И еще что-то непостижимое, грубое рвется из ее уст, и она уходит еще дальше в глубину сада, к подножию лестницы. Там она замедляет шаг и без сил опускается на нижнюю ступеньку. Вокруг ступеней буйно разрослась полевая гвоздика. Черная расклешенная юбка увядшим лепестком никнет на сизую зелень бессмертников, на ее туфли. Длинная бахрома пледа падает с опущенных плеч. Концы бахромы она держит обеими руками — как ленты соломенной шляпки. Палка упала, лежит в траве… Перед ним — старуха, вышла за хворостом, а дальше сил не хватает — одолели немощи. Перед ним — девушка, загнали ее в леса смерти, а дальше сил не хватает, одолели гнев и скорбь ио загубленной юности… И еще не хватает сил у оруженосца — у запоздалого беглеца, он безмолвствует, потому что навалилась на него вся громада его вилы; он криком кричит об одном — о сострадании для этой девушки и для себя самого.
А за столом, где остались те, кто постарше, профессор читает выдержки из книг — полным голосом, как в аудитории, так что слышно даже здесь, у лестницы:
— «Высшее, что нам дано от бога и от природы, — это жизнь, вращательное движение монад вокруг своей осп, беспрерывное и безостановочное. Стремление поддерживать и пестовать жизнь неистребимо присуще каждому смертному, однако смысл его скрыт от всех…»
Лея собралась с силами. И опять у нее другое обличье. Теперь это молодая женщина, которая вернулась из больницы, произведя на свет мертвого младенца. Она потеряла много крови, она разбита, ждать больше нечего, и с тихой, неземной кротостью она рассказывает людям, что все было мучительно, что ей не хотелось бы пережить это вторично, а о мертворожденном предпочитает вообще не говорить.
Руди поднял с травы палку. Теперь палка служит ей как указка.
— Полевые гвоздики, — начала она, — обрамляют подножие лестницы и составляют естественное основание, так сказать, изначальную почву. Вы понимаете?

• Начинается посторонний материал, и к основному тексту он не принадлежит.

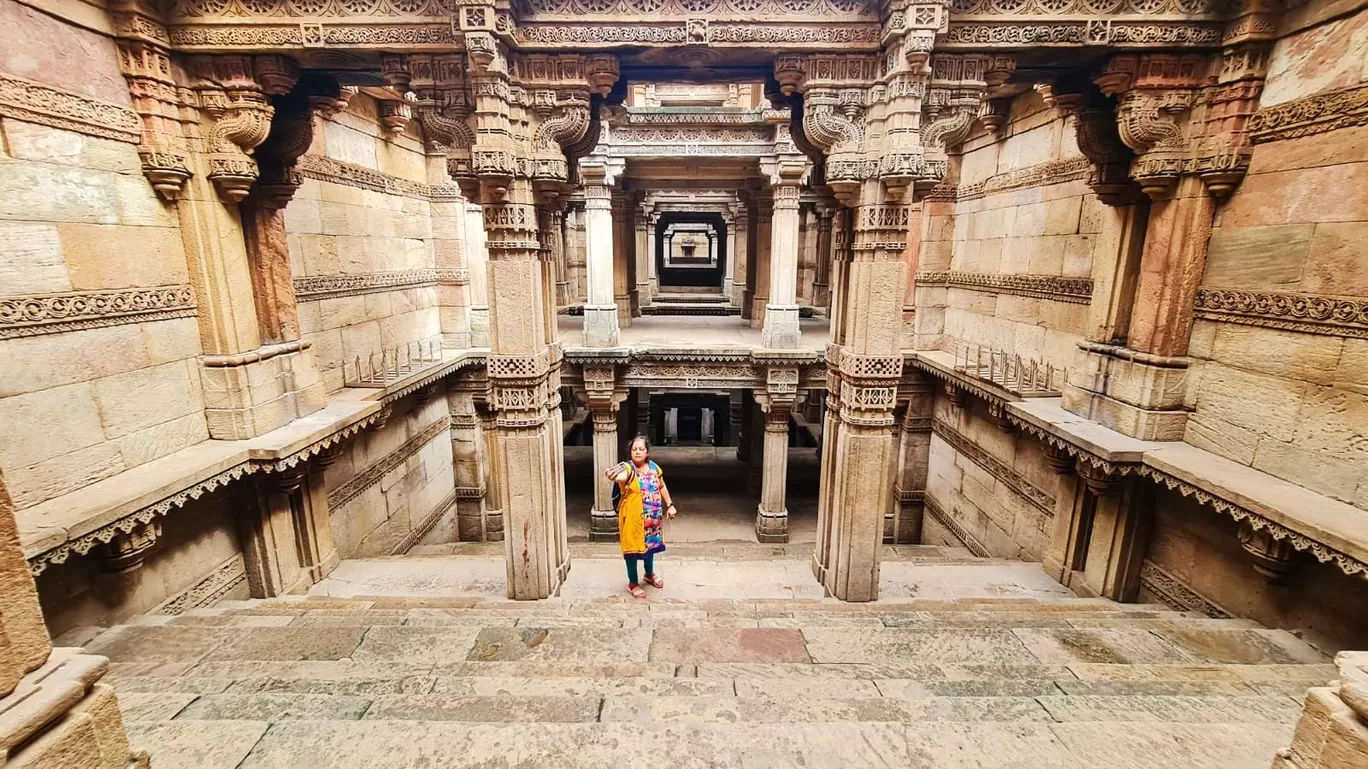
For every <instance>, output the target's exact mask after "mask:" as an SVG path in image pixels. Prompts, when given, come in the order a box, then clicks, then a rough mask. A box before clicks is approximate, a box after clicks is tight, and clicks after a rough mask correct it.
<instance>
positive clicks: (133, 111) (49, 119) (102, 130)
mask: <svg viewBox="0 0 1368 769" xmlns="http://www.w3.org/2000/svg"><path fill="white" fill-rule="evenodd" d="M0 116H3V118H12V119H15V120H26V122H29V123H40V125H44V126H48V127H53V129H62V130H67V131H75V133H79V134H86V135H93V137H100V138H109V140H115V141H123V142H129V144H137V142H138V140H140V138H141V135H142V118H140V116H138V114H137V112H134V111H133V109H129V108H127V107H120V105H119V104H111V103H108V101H100V100H97V99H90V97H88V96H82V94H79V93H71V92H68V90H60V89H56V88H51V86H47V85H42V83H38V82H33V81H29V79H25V78H16V77H14V75H8V74H4V73H0Z"/></svg>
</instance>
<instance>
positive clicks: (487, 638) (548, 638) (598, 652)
mask: <svg viewBox="0 0 1368 769" xmlns="http://www.w3.org/2000/svg"><path fill="white" fill-rule="evenodd" d="M650 644H651V632H650V631H636V629H584V628H532V627H528V628H486V629H482V631H479V635H477V636H476V638H475V644H473V646H472V647H471V649H469V655H468V657H466V660H468V661H471V662H514V661H523V660H531V661H575V662H646V661H647V651H648V649H650Z"/></svg>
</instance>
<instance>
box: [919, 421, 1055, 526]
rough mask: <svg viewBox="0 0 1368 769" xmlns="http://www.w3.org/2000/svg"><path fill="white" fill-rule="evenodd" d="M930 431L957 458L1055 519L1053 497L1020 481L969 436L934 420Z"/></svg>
mask: <svg viewBox="0 0 1368 769" xmlns="http://www.w3.org/2000/svg"><path fill="white" fill-rule="evenodd" d="M932 431H933V432H934V434H936V435H938V436H940V438H941V441H945V443H948V445H949V447H952V449H955V450H956V452H958V453H959V454H962V456H963V457H966V458H967V460H970V461H973V462H974V464H975V465H978V467H981V468H982V469H984V471H985V472H986V473H988V475H990V476H993V478H996V479H997V480H1000V482H1001V483H1003V486H1005V487H1007V488H1008V490H1010V491H1015V493H1016V494H1018V495H1021V497H1022V498H1023V499H1026V501H1027V502H1030V504H1031V505H1033V506H1034V508H1036V509H1038V510H1040V512H1042V513H1045V514H1047V516H1049V517H1055V497H1053V495H1051V494H1049V493H1047V491H1045V490H1042V488H1040V487H1037V486H1036V484H1034V483H1031V482H1029V480H1026V479H1025V478H1022V475H1021V473H1019V472H1016V471H1015V469H1012V468H1010V467H1007V464H1004V462H1003V461H1001V460H999V458H997V457H995V456H992V454H989V453H988V452H986V450H985V449H984V447H981V446H979V445H977V443H974V442H973V441H970V439H969V436H966V435H963V434H960V432H959V431H958V430H955V428H953V427H951V426H949V424H947V423H944V421H938V420H937V421H934V423H933V424H932Z"/></svg>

Руди изъявил великую готовность понять. Он стал рядом с Леей перед травяной подушкой и погрузился в глубокомысленное созерцание цветов. А она отступила на полшага назад, так что теперь, подняв палку, задела его локтем. И сказала:
— Представим себе на мгновение, что жизнь — это лестница и что в обычной жизни люди просто поднимаются со ступени на ступень. Мой добрый дядя задал мне урок: я должна поименовать каждую ступень — одну за другой, всего девять названий, потому что и ступеней девять — трижды триада. Чтобы названия помогли нам проследить путь от Тайного внизу к Явному, которое принято именовать земным счастьем, наверху. И еще он поручил мне с помощью Ханхен осмысленно и наглядно озеленить тетивы лестницы. Разумеется, Ханхен решила на самом верху натыкать красных роз. А вы, Руди, что сделали бы вы на ее месте? Вы тоже не можете обойтись без роз, как альбом со стишками?

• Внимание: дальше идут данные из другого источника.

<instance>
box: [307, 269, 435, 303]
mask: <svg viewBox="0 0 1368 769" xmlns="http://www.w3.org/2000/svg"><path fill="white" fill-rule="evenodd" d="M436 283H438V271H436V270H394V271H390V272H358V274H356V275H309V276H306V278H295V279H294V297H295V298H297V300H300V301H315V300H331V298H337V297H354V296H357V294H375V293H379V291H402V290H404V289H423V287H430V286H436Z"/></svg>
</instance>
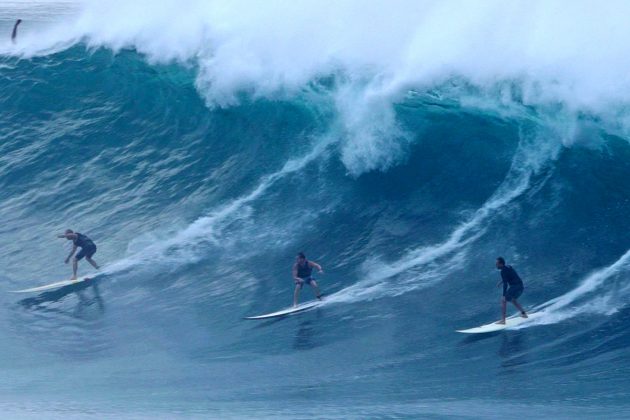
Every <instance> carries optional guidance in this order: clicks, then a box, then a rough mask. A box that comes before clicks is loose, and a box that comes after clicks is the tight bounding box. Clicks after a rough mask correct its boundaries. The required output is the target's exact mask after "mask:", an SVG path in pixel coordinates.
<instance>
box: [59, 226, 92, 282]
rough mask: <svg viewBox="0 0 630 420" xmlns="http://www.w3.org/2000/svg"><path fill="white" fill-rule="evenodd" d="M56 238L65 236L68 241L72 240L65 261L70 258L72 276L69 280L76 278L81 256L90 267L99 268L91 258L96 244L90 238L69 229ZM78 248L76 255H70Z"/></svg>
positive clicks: (80, 259)
mask: <svg viewBox="0 0 630 420" xmlns="http://www.w3.org/2000/svg"><path fill="white" fill-rule="evenodd" d="M58 238H66V239H67V240H69V241H72V251H70V255H68V258H66V261H65V263H66V264H68V262H69V261H70V258H72V277H71V278H70V280H76V279H77V267H78V266H79V261H80V260H81V258H83V257H85V259H86V260H87V262H89V263H90V264H92V267H94V268H96V269H97V270H98V269H99V266H98V264H96V262H95V261H94V260H93V259H92V255H94V254H95V253H96V245H95V244H94V242H92V240H91V239H90V238H88V237H87V236H85V235H83V234H82V233H79V232H73V231H72V230H71V229H68V230H66V233H64V234H61V235H59V236H58ZM77 247H78V248H81V251H79V253H78V254H77V255H75V256H74V258H73V257H72V256H73V255H74V253H75V252H76V250H77Z"/></svg>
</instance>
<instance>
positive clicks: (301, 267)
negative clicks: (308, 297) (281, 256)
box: [295, 260, 314, 284]
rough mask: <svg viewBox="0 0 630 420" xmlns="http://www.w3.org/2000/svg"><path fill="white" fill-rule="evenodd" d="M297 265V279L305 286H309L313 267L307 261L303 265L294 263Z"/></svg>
mask: <svg viewBox="0 0 630 420" xmlns="http://www.w3.org/2000/svg"><path fill="white" fill-rule="evenodd" d="M295 264H296V265H297V271H298V277H299V278H300V279H302V280H303V281H304V283H306V284H310V283H311V281H313V280H314V279H313V277H312V276H311V274H312V273H313V267H311V265H310V264H309V263H308V260H305V261H304V265H300V264H299V263H295Z"/></svg>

Руди только теперь заметил, что лестничные тетивы сверху донизу обсажены ирисами, а изгородь по обе стороны от калитки увита побегами цветущего горошка. Не обнаружив, таким образом, ни малейшего намека на розы и желая угодить Лее, Руди ответил, что он не альбом со стишками и прекрасно может обойтись без роз. Скажи он «да», скажи он правду, тогда ночь, ему предстоящая, прошла бы совсем иначе, прошла бы честно. Но он только поддакивал, но он старался казаться учтивым и глубокомысленным, а она жаждала противоречий — противоречий Франциски или Хладека, жаждала простоты, точности, беспощадности, любви, стремления к счастью.
— Скажите, Руди, во что же вы, собственно, верите?
Вопрос был ему не по душе, потому что он вообще не желал быть причастным к какой-либо вере и мечтал о словах простых и точных. Но раз Лея спрашивает о вере, надо предъявить ей хоть что-нибудь. Поэтому он поспешно ухватился за мучительный для него фюслеровский панегирик и выдвинул его как символ веры.